Not until the passage of the federal civil rights law known as Title IX in the early 1970s did most big universities field women's varsity teams. The same went for most high schools.
"Before 1972, women's and girl's sports were practically non-existent," says Neena Chaudhry, senior counsel and director of equal opportunities in athletics at the National Women's Law Center. "We didn't have anything like we see today."
Passed in 1972, Title IX prevents sex discrimination in education, and has been breaking open doors for women for 43 years. Regarding athletics, Title IX, according to the website of the National Women's Law Center, requires schools to:
(1) provide male and female students with equal opportunities to play sports, (2) give male and female athletes their fair shares of athletic scholarship dollars, and (3) provide equal benefits and services (such as facilities, coaching, and publicity) to male and female athletes overall.
In short, "Title IX requires overall equality when it comes to opportunity to play," says Chaudry.
But even with Title IX's enactment, the playing field, so to speak, did not automatically level out where that field encompassed the allocation of resources between male and female athletes.
Note a lawsuit that parents of Michigan high school students brought against a state scholastic athletic association in the late 1990s.
The Michigan High School Athletic Association had been scheduling a number of girls' sports during the non-traditional season-including basketball, which they scheduled in the fall.
"And we all know that basketball is a winter sport," Chaudhry explains. "[That's why] we have March Madness," she explains, referring to the popular term for the basketball championship games run by the National Collegiate Athletic Association (NCAA).
Because Michigan high school girls were playing basketball during a time of the year when the boys' teams and girls on teams in other states were not, they were disadvantaged if they hoped to play on a collegiate team.

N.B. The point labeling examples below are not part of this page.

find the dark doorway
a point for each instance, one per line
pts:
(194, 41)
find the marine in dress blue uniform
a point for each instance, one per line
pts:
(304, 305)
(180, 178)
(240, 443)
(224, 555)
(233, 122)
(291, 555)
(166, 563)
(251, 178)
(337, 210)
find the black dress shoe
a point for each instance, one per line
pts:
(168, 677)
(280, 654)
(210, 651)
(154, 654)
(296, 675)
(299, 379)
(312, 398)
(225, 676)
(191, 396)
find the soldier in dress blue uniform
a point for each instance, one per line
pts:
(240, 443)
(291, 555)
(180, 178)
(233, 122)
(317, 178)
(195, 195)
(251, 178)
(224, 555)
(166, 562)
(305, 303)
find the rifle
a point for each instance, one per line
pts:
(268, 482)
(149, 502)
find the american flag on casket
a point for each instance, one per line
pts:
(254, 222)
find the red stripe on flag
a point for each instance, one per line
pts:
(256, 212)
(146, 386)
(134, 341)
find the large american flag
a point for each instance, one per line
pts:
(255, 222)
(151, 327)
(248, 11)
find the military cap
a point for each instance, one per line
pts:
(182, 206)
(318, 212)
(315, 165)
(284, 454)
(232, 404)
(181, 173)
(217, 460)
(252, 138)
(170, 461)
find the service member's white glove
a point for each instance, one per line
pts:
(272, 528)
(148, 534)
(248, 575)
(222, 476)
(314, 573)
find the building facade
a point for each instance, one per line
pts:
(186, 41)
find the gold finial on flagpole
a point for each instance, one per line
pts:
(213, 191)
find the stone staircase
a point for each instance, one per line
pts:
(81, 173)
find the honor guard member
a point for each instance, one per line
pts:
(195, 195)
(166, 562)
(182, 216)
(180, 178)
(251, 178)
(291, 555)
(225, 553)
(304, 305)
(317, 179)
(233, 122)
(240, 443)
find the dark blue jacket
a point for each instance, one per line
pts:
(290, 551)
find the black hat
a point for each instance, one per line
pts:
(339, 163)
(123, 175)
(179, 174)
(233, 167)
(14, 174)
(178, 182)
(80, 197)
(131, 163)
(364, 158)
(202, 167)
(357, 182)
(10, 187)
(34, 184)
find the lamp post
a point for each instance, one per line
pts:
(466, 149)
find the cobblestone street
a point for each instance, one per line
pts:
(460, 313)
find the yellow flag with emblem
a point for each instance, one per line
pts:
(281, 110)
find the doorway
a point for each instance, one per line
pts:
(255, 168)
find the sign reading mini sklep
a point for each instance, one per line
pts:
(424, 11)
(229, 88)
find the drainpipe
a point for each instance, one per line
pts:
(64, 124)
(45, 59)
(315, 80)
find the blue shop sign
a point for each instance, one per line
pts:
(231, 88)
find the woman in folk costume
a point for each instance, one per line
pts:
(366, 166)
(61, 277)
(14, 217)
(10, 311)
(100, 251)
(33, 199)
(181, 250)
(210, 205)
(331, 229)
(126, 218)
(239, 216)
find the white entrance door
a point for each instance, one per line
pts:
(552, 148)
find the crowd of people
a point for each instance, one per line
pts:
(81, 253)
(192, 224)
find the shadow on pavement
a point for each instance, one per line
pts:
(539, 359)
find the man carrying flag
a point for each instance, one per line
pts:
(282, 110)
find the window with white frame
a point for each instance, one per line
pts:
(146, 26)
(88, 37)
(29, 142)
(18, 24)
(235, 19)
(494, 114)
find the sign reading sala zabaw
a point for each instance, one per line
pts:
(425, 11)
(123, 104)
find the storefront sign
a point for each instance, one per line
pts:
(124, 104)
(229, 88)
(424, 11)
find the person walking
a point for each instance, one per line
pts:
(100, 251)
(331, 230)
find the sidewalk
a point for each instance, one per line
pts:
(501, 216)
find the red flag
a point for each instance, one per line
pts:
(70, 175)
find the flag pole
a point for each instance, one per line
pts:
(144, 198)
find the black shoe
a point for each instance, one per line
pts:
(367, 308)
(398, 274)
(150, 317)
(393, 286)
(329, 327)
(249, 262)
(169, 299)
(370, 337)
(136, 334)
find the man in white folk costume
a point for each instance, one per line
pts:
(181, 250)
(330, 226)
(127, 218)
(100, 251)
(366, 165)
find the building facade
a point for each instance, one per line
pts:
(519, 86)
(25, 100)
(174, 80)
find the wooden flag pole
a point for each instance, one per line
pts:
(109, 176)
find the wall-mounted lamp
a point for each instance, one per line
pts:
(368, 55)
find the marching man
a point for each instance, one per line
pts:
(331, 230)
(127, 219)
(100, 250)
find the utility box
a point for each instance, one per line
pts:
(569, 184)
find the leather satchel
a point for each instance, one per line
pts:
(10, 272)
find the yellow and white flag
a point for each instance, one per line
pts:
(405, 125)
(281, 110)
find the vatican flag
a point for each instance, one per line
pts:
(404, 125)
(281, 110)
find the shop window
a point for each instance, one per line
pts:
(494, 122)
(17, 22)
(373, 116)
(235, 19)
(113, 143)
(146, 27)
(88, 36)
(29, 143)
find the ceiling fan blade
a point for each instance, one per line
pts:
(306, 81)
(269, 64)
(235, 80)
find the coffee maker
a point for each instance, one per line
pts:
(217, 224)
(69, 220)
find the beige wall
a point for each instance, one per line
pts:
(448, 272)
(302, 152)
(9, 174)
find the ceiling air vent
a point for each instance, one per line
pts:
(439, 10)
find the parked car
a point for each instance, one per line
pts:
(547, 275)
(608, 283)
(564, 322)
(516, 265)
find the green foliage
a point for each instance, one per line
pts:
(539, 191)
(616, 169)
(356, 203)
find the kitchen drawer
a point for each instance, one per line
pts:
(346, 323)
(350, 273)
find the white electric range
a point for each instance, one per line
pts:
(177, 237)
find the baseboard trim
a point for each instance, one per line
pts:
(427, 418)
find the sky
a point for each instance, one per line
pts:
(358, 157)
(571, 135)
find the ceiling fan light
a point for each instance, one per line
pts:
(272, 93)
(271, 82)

When college basketball coaches began scouting in the winter, female Michigan high school players had already finished their seasons.
And they really weren't able to take advantage of the thrill of March Madness, Chaudhry explains. "They didn't get the benefit of that incredible buzz that we have at this time of year," Chaudhry notes. "I'm a huge basketball fan. I went to [University of] Maryland. I'm watching nonstop. Girls weren't able to get that."
Ultimately the parents won the case, Communities for Equity v. Michigan High School Athletic Association, in 2001. The judge found that "…the practice of scheduling only girls' sports, but not boys' sports, in disadvantageous and/or non-traditional seasons sends the clear message that female athletes are subordinate to their male counterparts, and that girls' sports take a backseat to boys' sports in Michigan."
Michigan High School Athletic Association shortly thereafter changed the girls' high school seasons to align with the boys'.
"But that was just in the last decade or so. So people think everything is fine now, I think that's example of an inequality that still exists," notes Chaudhry.
Budgets, she explains, are another area that is very much skewed towards male athletes. Nationally, 70 percent of all the money being spent on sports on the college level is still going to men's teams and male sports. And while the 30 percent of college athletic budgets going to female athletes is a large improvement from the 2 percent that funded women athletes before Title IX, that's still quite a gulf.
So as you watch every play they make, every layup, three-pointer, interception, rebound, and assist, it's important to note that without Title IX, these women wouldn't have had the same opportunities to play.
In fact, they didn't have an opportunity to play in March Madness until 1982, when the NCAA held its first women's basketball tournament.
Because of Title IX, Tiffany Mitchell can score 21 points in a game to help advance her team to the final four-and sponsors will pay to advertise during the game, so you and I can watch it on television. And little girls can watch powerful women compete fiercely, and dream of doing the same. Women's March Madness reigns.